Sunday, September 1, 2013
In the closely watched case of M.C. v. Aaronson, a minor claims a violation of both substantive and procedural due process under the Fourteenth Amendment by South Carolina doctors who performed genital surgery on a child in state custody (foster care). We discussed the case when the complaint was filed in May.
In a 15 page order United States District Judge David Norton denied the motions to dismiss by the various defendants. With regard to the substantive due process right, the judge found that "M.C. has articulated that defendants violated his clearly established constitutional right to procreation.," and as a "result, defendants’ assertion of qualified immunity must fail at this stage in the litigation." Given this conclusion, the judge stated he "need not consider M.C.’s arguments that defendants also violated his rights to privacy and bodily integrity."

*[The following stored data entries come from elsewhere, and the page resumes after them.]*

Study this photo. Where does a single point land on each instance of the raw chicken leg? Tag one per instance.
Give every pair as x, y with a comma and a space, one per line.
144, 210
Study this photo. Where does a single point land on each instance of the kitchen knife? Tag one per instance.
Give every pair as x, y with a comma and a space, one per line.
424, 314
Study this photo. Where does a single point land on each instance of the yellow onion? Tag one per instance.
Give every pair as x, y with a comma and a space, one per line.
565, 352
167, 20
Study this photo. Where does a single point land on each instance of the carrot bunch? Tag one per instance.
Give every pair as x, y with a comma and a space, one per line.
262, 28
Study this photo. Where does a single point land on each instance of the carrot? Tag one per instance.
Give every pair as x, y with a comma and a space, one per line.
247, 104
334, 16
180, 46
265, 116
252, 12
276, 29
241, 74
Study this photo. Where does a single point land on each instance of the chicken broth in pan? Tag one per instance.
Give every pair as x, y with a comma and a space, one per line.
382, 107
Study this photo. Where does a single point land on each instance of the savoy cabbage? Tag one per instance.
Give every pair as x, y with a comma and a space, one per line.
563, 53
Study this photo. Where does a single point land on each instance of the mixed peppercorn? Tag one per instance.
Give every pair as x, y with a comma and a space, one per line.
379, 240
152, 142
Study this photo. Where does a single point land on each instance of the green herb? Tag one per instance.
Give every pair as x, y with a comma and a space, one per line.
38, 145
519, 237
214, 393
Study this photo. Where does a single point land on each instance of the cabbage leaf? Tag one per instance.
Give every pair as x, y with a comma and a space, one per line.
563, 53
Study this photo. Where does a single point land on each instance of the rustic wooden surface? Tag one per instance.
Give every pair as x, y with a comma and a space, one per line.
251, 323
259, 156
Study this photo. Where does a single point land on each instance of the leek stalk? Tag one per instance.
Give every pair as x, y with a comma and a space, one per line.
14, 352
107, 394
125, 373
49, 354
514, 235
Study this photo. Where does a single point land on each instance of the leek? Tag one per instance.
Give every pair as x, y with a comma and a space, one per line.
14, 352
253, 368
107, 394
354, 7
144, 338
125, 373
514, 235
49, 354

As for the procedural due process rights, the judge again found that M.C. stated a claim, and that further analysis of the Matthews v. Eldridge factors was not appropriate at this stage.
But as the judge's opinion made clear, the hurdle of summary judgment looms:
Underlying this case’s complex legal questions is a series of medical and administrative decisions that had an enormous impact on one child’s life. Details of how those decisions were made, when they were made, and by whom are as yet unknown to the court. Whether M.C.’s claims can withstand summary judgment challenges, or even the assertion of qualified immunity at the summary judgment stage, is not for the court to hazard a guess at this time. It is plain that M.C. has sufficiently alleged that defendants violated at least one clearly established constitutional right – the right to procreate – when they recommended, authorized, and/or performed the sex assignment surgery in April 2006.
Indeed, this same order included a grant of M.C.'s request for expedited discovery.